Le titre ironise également sur un credo du régime, la notion de prospérité commune (共同富裕), centrale dans le discours des autorités. Pour Namewee, il n’y a en fait de prospérité en Chine que pour les puissants et “Winnie l’Ourson” – le surnom de Xi Jinping utilisé par les internautes pour contourner la censure – en récolte tout le miel.

“Je suis (ethniquement) chinois […] est ce que je m’insulte moi-même ?”

Fragile n’a naturellement pas reçu un bon accueil en Chine populaire. Les comptes Weibo, un réseau social chinois, de Kimberley Chen et de Namewee ont été immédiatement suspendus dès la sortie du titre. Mais si le rappeur ne mâche pas ses mots contre le régime de Pékin et suggère que les Chinois consomment de la chauve-souris – un cliché qui a pu générer un racisme anti chinois en Occident durant la pandémie de Covid- Namewee réfute toute accusation de sinophobie : “je suis (ethniquement) chinois, est-ce que je m’insulte moi-même (par cette chanson) ? J’ai appris le chinois enfant, j’aime la culture chinoise”, assure-t-il sur Instagram. Le rappeur revendique pleinement faire partie de la minorité d’origine chinoise de Malaisie.

“Je suis fière d’être du bon côté de l’Histoire”

Car fait assez remarquable, c’est au sein de l’Asie sinophone – sauf bien entendu en Chine populaire où il a été censuré- et dans les pays de la région abritant une importante diaspora chinoise comme la Malaisie que Fragile domine les classements musicaux. “Je suis fière d’être du bon côté de l’Histoire” déclare Kimberley Chen face au succès de Fragile.
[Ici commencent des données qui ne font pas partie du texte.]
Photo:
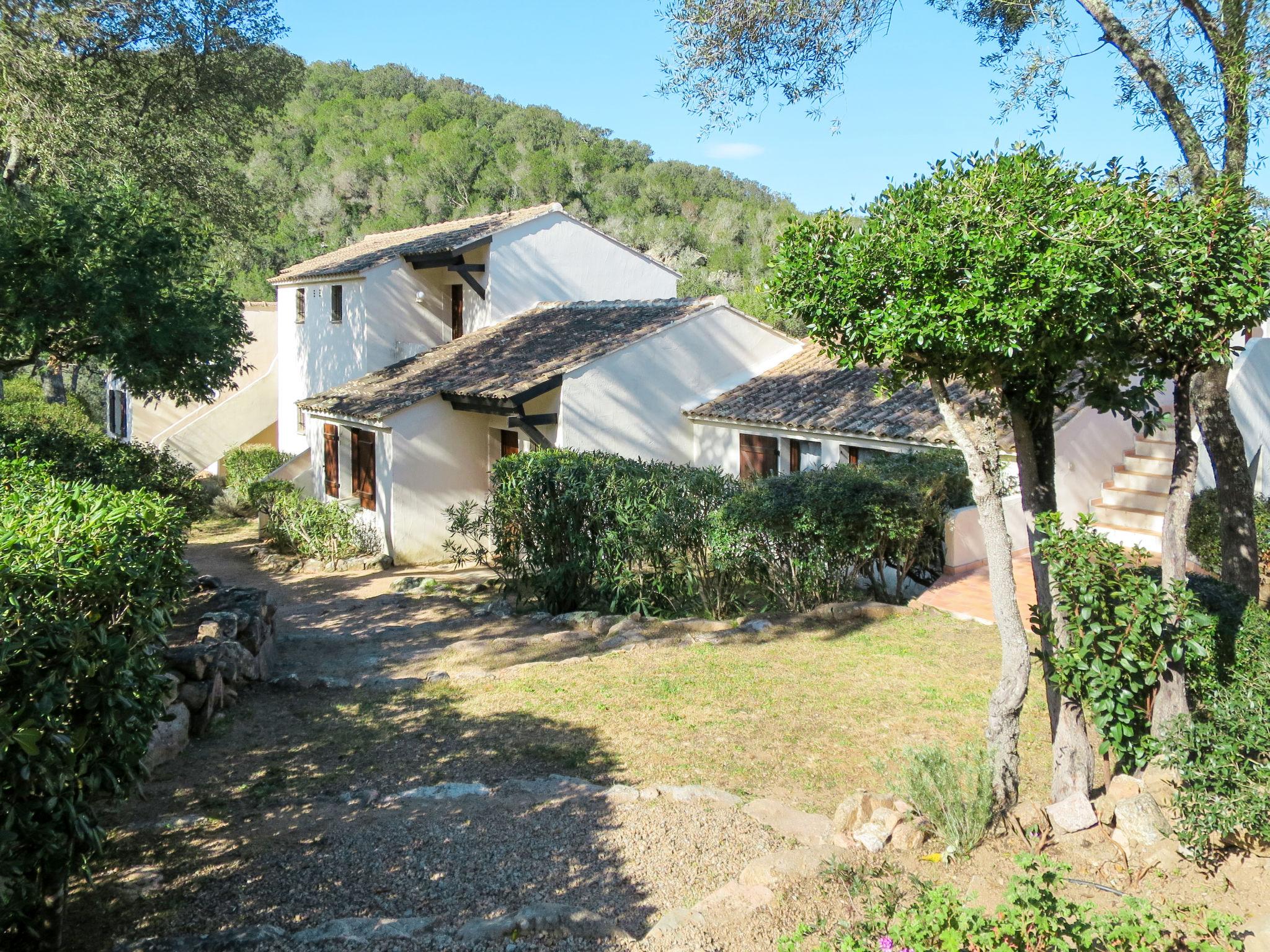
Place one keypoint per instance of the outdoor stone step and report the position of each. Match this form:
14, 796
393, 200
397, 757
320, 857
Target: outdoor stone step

Une proportion grandissante des opinions des pays voisins de la Chine est en effet agacée par le nationalisme puéril des petits roses. Au point que de Bangkok à Taipei une partie de la jeunesse d’Asie s’est réunie au sein de la Milk Tea Alliance, un mouvement de solidarité transnational forgé sur Internet en réaction aux agressions permanentes des ultranationalistes chinois et contre l’autoritarisme en général.  

Car désormais loin de se résumer à un phénomène de China bashing venu d’Occident ainsi que voudrait la réduire les autorités chinoises, la contestation la plus critique à l’égard du régime s’énonce désormais en mandarin ou en cantonais, au sein même des minorités ou des pays d’Asie de culture chinoise que Pékin cherche tant à rattacher à son giron.